The very buzzworthy start-up pitch day, Demo Day by Y Combinator, happened last week and it proved why it’s a big deal.

Now, Y Combinator, or YC in short, is an American accelerator that has been providing seed money for startups since 2005.

A total of 319 YC-backed companies from 41 countries pitched to more than 2,400 selected investors. Ten African startups pitched - Nigeria (five), Egypt (three) and one each from the Ivory Coast and Kenya - with most being in fintech.

Kenya’s only selectee, Kidato, is an edtech startup led by Sam Gichuru. It’s the accelerator’s third online demo day, its second all-virtual class and remote pitch session following its decision to go fully remote from the previous batch in 2020. But for all its hype and success, is YC necessary? The short answer is No. The long answer is No, but maybe recommendable.

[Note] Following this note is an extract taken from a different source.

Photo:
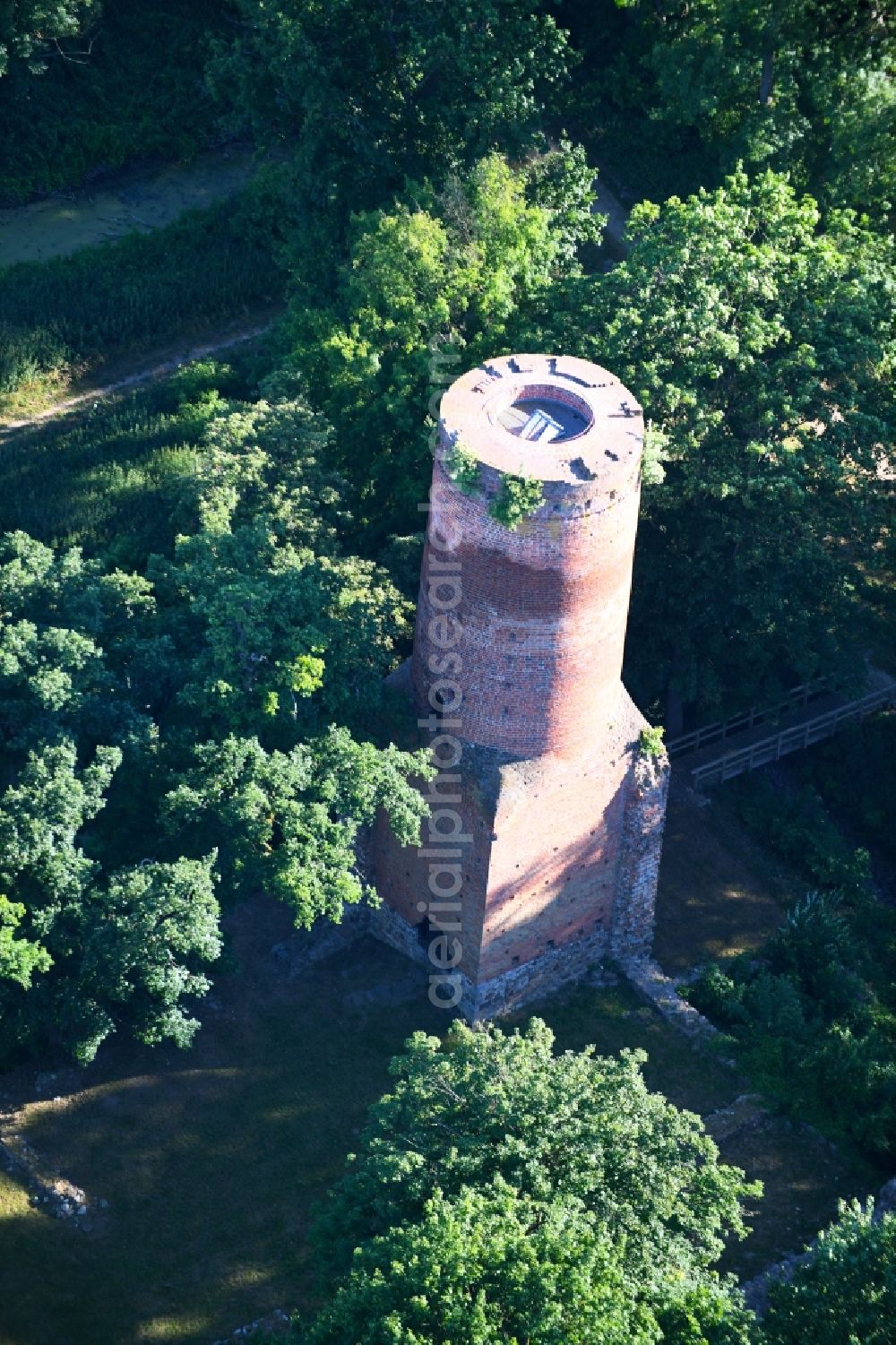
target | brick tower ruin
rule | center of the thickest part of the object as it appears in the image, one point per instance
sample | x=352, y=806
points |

Here’s why. According to the YC database, since its inception to date (and 30 startup batches) it has invested in more than 3,000 companies. Out of these, there are more than 400 who are officially inactive meaning it’s had a 20 percent failure rate.

However, as some analysts have discovered, the majority of YC investments have happened in the last few years (over 1,500 since 2015). This means most companies in their portfolio are too young to have shut down already.

If one takes companies only from their first 17 YC batches, the rate of inactive companies doubles to about 40 percent. These numbers don’t include all the active firms, which are struggling (and unlikely) to achieve any meaningful success, and more importantly: investments exited at a loss. In short, the failure rate is possibly over 50 percent.

Not to be misunderstood, the point is not to bash YC. How can I? Their value add is enormous - networking, advice, validation and seed funding (Sh12.5 million in return for seven percent ownership).

And who can stand up against YC’s record - 18 unicorns (businesses worth over Sh100 billion) and 110 companies worth over Sh10 billion.

I mean, when you have names such as Stripe, Airbnb, DoorDash, Coinbase, Dropbox and Reddit among others in your portfolio when they were starting out, you must be something special.

Besides, it's the startup's responsibility to make it happen, not YC’s. But that said, it’s important to note that a significant number of startups fail even if they benefit from the best possible conditions in the world.

So, why wait for an incubator’s acceptance to have permission to succeed? One only stands a five percent chance of getting in anyway.

The truth is that businesses grew and were successful long before YC came about, and many businesses will continue to grow and be successful long after YC.

Further, not many people can just up and move to San Francisco or leave their responsibilities at home while they take part in an intensive several-week boot camp and work on nothing but their business.

Even if you get to join, you’re a risk to be diversified away. YC, just like a farmer, sows its seeds in startup A, then moves to B, then C and all the way to Z, for it does not know which will succeed, whether this or that, or whether all will do equally well.

If that’s the model, there’s no difference sourcing from your neighbourhood VC and keep it moving.